Monday, February 27, 2023



Climate Change: The cost of not cutting emissions

Rod Oram has a piece of Newsroom this week, calling for this year's election to be a referendum on climate action, and specifically looking at the National Party's policy hole in this area. Oram lays out a long list of questions national needs to answer to gain any credibility, but the TL;DR is right at the beginning: "says it is committed to climate. But it has never articulated a comprehensive or convincing suite of policies. And the little it has said on climate is hedged one way or another". The party simply lacks credibility, and it is hard to see how the current lineup, packed with climate change deniers and foot-draggers and cow-lickers, can ever gain any.

But in passing, Oram also mentions this horrifying factoid:

Currently the price of carbon is only $70 a tonne, compared with €100 ($170) in the EU.
[NZ carbon prices have in fact dropped to NZ$67.50, which shows what the market thinks of the chance of Labour actually acting to reduce emissions].

This is horrifying because the climate policy of successive governments has been to make promises of emissions reductions they have no intention of meeting, backed by a pledge to "simply" buy credits on the international market to meet any shortfall. This is problematic for a number of reasons - it is basicly a commitment to shirk our commitments - but purely in practical terms its a failure.

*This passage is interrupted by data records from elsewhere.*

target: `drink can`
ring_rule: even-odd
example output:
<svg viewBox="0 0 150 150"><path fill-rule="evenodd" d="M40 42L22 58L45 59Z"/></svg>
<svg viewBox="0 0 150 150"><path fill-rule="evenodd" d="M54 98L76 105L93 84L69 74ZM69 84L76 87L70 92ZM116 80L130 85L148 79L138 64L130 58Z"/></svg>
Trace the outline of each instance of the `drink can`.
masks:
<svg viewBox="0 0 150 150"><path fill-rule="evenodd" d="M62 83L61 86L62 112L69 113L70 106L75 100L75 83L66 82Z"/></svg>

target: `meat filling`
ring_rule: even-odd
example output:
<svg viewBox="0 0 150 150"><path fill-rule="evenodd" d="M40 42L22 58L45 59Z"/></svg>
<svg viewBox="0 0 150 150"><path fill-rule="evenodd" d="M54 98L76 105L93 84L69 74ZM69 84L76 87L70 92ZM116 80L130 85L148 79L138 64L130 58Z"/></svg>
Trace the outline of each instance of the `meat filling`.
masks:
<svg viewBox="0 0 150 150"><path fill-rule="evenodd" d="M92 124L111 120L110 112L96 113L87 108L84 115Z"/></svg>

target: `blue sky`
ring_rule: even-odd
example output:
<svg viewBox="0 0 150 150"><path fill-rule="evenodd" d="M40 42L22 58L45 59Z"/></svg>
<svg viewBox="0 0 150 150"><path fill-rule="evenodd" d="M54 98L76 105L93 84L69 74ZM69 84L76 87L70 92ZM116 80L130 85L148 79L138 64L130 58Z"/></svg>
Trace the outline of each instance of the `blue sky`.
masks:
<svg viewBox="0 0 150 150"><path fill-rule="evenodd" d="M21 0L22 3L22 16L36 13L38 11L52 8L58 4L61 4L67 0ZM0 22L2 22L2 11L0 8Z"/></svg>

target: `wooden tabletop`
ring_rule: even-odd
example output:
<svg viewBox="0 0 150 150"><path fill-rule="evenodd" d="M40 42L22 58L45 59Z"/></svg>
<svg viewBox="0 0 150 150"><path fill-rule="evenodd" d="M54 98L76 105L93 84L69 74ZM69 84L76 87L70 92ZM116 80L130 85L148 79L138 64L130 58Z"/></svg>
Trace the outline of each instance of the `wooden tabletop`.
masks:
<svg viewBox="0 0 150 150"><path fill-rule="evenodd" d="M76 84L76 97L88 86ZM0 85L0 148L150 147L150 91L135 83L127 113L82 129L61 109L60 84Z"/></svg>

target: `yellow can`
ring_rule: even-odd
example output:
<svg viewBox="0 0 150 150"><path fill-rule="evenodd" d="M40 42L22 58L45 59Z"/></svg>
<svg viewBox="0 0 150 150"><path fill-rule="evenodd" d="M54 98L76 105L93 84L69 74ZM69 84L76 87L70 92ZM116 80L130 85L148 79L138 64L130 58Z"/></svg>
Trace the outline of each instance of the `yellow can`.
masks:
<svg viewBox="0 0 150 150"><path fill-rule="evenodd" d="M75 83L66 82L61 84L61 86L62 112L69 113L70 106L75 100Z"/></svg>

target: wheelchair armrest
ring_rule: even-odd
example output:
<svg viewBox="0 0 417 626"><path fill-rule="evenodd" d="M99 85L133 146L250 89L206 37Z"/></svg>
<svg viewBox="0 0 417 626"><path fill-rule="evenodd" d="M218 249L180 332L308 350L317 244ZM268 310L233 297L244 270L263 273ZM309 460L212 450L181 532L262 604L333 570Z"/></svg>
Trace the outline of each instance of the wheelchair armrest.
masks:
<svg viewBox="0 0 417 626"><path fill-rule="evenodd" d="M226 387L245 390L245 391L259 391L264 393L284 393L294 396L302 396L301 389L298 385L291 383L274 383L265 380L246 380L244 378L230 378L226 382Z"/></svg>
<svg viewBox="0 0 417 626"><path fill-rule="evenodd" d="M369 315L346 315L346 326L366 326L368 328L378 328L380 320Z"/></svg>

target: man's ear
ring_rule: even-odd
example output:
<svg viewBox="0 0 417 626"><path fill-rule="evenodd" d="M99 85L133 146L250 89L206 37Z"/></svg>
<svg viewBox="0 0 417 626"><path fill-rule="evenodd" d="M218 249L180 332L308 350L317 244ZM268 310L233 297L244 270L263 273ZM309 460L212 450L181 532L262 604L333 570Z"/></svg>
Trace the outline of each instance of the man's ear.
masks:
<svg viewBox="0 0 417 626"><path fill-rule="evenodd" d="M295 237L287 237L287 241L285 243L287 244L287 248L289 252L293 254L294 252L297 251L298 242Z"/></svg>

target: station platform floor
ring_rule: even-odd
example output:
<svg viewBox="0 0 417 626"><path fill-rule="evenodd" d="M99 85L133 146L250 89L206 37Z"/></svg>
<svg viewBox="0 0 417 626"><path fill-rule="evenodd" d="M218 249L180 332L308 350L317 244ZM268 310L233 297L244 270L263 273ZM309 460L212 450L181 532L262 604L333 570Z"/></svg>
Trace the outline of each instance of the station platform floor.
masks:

The idea of an "international market" is currently a complete fantasy, so there's nowhere we can actually buy these "credits" from anyway.

But imagine for a moment that an international carbon market was not a Treasury fantasy. The current EU carbon price is a very bad sign for that fantasy, because it suggests that the cost of meeting (or rather, shirking) our climate commitments will be far higher than expected. The government currently prices carbon at $150 / ton internally to reflect the expected cost of buying credits. The EU carbon cost is already higher than that, so it seems unlikely that it will be cheaper by 2030. Instead, it seems like it will be significantly more expensive (I've seen numbers like €140 (NZ$240) / ton required to meet the EU's 2030 carbon targets, but projections have tended to be significant underestimates). The upshot: even if it wasn't a fantasy, Treasury's policy looks like it will be even more staggeringly expensive than expected.

(But then, part of the fantasy was always that foreign reductions would be cheaper. In other words, Treasury was betting on fraud and bullshit to make the numbers look good, without caring about the actual underlying emissions situation. Typical bean-counters.)

The policy implication in turn is that we need an even stronger focus on domestic emissions reductions. Every ton of carbon we cut is one we don't have to pay for. The best way of doing this is to free the ETS and cut credit supply so prices can rise. But also the internal price the government uses to assess the costs and benefits of policy needs to increase significantly to ensure emissions are costed correctly. Otherwise, we're effectively committing to a high emissions pathway, and a very expensive bill post-2030.

...but I guess the government is betting that that will just be somebody else's problem.